Compartilhamento de responsabilidades harmônicas via processos de mudança de estado: tendências e desafios

*por Ivan Nunes Santos, José Carlos de Oliveira, Andréia Crico dos Santos e Bárbara Morais Gianesini

A presença crescente de componentes não-lineares em instalações consumidoras industriais, comerciais e residenciais ocasiona a intensificação das distorções harmônicas presentes nas redes elétricas, com subsequentes impactos sobre a qualidade da energia suprida.
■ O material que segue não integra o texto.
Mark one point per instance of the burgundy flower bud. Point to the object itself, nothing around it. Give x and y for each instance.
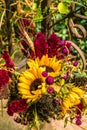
(65, 77)
(50, 90)
(45, 73)
(49, 80)
(78, 122)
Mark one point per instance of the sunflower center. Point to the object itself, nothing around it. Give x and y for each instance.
(35, 84)
(48, 68)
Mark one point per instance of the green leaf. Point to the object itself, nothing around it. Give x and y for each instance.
(63, 8)
(67, 1)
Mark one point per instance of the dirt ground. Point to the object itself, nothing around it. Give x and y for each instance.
(7, 123)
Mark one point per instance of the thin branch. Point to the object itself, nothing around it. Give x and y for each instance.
(67, 16)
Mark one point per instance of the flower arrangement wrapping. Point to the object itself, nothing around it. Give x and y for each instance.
(52, 86)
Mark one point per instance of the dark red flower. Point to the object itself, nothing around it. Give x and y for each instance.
(8, 60)
(41, 46)
(4, 78)
(17, 106)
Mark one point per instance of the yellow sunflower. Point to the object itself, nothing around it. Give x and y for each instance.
(31, 84)
(52, 65)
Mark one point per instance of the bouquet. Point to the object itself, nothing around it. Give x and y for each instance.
(52, 86)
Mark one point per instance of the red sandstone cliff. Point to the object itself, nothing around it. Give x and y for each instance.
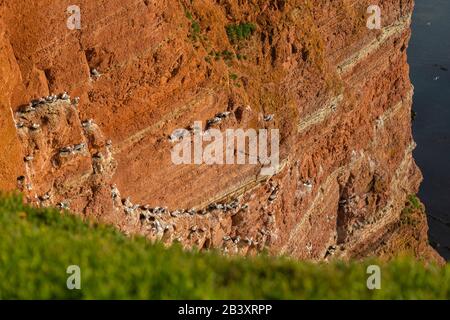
(340, 94)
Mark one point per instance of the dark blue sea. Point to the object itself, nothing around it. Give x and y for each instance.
(429, 58)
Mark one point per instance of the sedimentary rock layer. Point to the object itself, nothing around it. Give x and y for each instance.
(339, 93)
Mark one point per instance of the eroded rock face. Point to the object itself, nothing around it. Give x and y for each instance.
(339, 93)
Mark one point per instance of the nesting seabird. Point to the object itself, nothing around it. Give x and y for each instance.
(87, 123)
(20, 125)
(95, 73)
(45, 197)
(115, 192)
(75, 101)
(67, 149)
(213, 121)
(178, 135)
(223, 115)
(79, 147)
(308, 184)
(64, 96)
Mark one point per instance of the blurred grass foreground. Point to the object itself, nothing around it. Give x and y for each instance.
(38, 245)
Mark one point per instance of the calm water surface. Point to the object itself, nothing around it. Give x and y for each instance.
(429, 58)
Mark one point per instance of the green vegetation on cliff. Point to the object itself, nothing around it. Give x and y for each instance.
(37, 246)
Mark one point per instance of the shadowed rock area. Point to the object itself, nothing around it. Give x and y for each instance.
(339, 93)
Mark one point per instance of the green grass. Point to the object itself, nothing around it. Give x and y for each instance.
(239, 32)
(37, 246)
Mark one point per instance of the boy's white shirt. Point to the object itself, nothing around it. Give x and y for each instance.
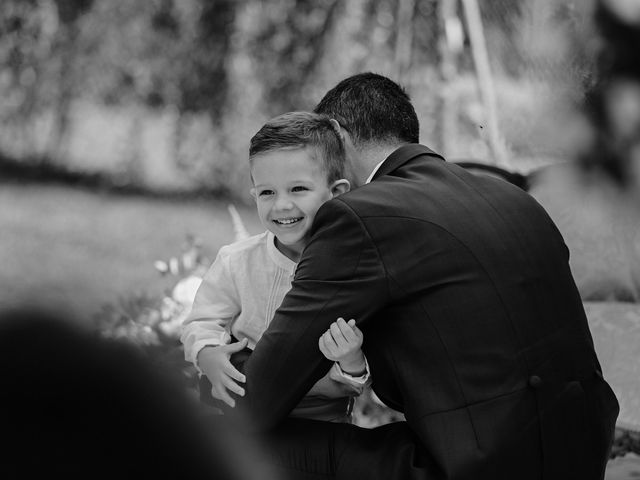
(228, 302)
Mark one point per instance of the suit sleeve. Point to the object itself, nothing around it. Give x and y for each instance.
(340, 274)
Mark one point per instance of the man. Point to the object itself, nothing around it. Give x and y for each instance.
(472, 323)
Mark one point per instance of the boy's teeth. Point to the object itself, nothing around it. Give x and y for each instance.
(287, 221)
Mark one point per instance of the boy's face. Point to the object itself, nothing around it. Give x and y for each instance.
(289, 187)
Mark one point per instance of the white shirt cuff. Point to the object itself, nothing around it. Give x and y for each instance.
(360, 380)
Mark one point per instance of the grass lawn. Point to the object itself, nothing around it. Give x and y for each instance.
(74, 250)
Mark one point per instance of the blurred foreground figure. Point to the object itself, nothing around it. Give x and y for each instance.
(75, 406)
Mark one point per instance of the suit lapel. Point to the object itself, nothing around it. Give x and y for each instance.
(402, 155)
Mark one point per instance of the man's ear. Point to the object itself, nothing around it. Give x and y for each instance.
(340, 186)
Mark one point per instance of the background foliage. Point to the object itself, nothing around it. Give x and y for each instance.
(166, 94)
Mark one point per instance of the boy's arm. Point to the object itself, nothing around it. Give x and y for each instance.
(340, 274)
(215, 304)
(337, 384)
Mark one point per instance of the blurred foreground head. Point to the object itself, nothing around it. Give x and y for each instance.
(73, 405)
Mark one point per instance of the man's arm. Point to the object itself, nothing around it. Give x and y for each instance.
(340, 275)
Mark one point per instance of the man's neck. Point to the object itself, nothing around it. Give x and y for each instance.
(371, 156)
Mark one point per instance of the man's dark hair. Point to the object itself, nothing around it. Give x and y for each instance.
(295, 130)
(372, 108)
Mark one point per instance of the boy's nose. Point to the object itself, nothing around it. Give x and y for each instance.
(283, 202)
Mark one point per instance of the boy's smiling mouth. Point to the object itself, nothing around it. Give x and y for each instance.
(286, 221)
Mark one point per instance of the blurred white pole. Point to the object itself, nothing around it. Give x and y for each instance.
(450, 44)
(487, 91)
(404, 39)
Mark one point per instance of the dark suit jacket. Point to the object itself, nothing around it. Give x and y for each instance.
(473, 326)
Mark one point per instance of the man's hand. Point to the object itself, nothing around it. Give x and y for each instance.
(342, 343)
(214, 362)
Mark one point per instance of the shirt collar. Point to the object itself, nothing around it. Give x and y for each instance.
(277, 256)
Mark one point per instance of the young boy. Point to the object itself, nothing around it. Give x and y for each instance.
(297, 163)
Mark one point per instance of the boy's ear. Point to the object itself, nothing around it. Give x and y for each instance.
(336, 126)
(340, 186)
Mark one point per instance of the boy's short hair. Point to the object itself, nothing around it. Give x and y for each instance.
(295, 130)
(373, 109)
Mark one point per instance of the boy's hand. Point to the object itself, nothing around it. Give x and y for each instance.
(341, 343)
(214, 362)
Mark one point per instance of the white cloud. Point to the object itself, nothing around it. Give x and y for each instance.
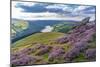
(18, 13)
(47, 29)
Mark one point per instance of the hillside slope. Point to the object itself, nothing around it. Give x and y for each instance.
(79, 44)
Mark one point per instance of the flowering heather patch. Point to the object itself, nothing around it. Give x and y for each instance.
(90, 53)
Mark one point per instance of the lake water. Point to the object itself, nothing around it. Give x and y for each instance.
(36, 26)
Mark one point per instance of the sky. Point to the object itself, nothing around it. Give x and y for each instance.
(51, 11)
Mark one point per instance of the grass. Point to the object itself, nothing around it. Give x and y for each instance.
(42, 38)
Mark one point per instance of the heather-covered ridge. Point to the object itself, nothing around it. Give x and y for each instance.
(76, 45)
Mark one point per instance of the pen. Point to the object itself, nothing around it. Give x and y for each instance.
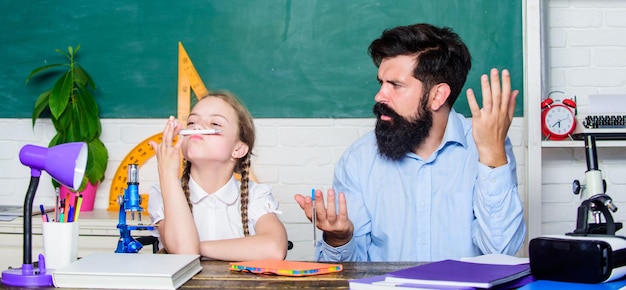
(44, 215)
(79, 202)
(56, 205)
(70, 214)
(314, 217)
(199, 132)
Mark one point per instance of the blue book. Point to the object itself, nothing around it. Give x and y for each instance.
(461, 274)
(545, 284)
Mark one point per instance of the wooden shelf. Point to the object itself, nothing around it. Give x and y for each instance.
(581, 144)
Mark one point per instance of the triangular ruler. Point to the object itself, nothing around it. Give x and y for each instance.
(188, 80)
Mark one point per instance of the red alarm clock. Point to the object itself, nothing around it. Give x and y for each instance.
(558, 120)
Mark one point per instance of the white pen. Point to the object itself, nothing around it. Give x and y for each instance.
(199, 132)
(314, 217)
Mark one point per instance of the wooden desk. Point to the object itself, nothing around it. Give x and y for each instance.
(216, 275)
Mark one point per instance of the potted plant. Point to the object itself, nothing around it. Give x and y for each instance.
(74, 113)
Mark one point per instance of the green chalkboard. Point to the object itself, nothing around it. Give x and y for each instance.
(284, 58)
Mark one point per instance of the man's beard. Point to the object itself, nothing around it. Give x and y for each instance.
(399, 136)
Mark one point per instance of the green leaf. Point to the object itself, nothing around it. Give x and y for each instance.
(41, 69)
(60, 95)
(84, 78)
(97, 161)
(88, 108)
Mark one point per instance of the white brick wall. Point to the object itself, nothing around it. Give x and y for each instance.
(586, 55)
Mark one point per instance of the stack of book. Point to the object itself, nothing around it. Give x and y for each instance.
(451, 274)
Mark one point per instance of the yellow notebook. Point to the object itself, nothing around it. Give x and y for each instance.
(285, 268)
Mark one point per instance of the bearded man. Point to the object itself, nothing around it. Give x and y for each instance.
(427, 184)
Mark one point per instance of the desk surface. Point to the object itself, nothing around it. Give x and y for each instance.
(216, 275)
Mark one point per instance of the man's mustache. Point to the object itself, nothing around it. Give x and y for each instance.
(382, 109)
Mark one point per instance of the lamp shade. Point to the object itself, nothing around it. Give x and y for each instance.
(65, 162)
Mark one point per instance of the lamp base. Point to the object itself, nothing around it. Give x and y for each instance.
(26, 276)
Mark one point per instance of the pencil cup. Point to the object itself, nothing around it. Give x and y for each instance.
(60, 243)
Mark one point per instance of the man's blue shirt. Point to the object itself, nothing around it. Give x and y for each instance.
(448, 206)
Neste cenário de aumento da presença de harmônicos, há ainda de se reconhecer a contribuição da popularização de fontes de energia renováveis não- convencionais, como a  geração  eólica  e a fotovoltaica. Diante dessa situação, é evidente a necessidade de se estabelecer limites para os níveis individuais e totais das distorções de tensão, conforme especificado em vários documentos normativos e padrões nacionais e internacionais. Como motivadores para tais medidas é possível citar diversos impactos causados pela presença de harmônicos em sistemas elétricos, como operações anômalas de equipamentos, sobreaquecimentos e sobretensões. Estes fenômenos estão fortemente correlacionados com a confiabilidade, segurança e vida útil dos mais diversos equipamentos elétricos.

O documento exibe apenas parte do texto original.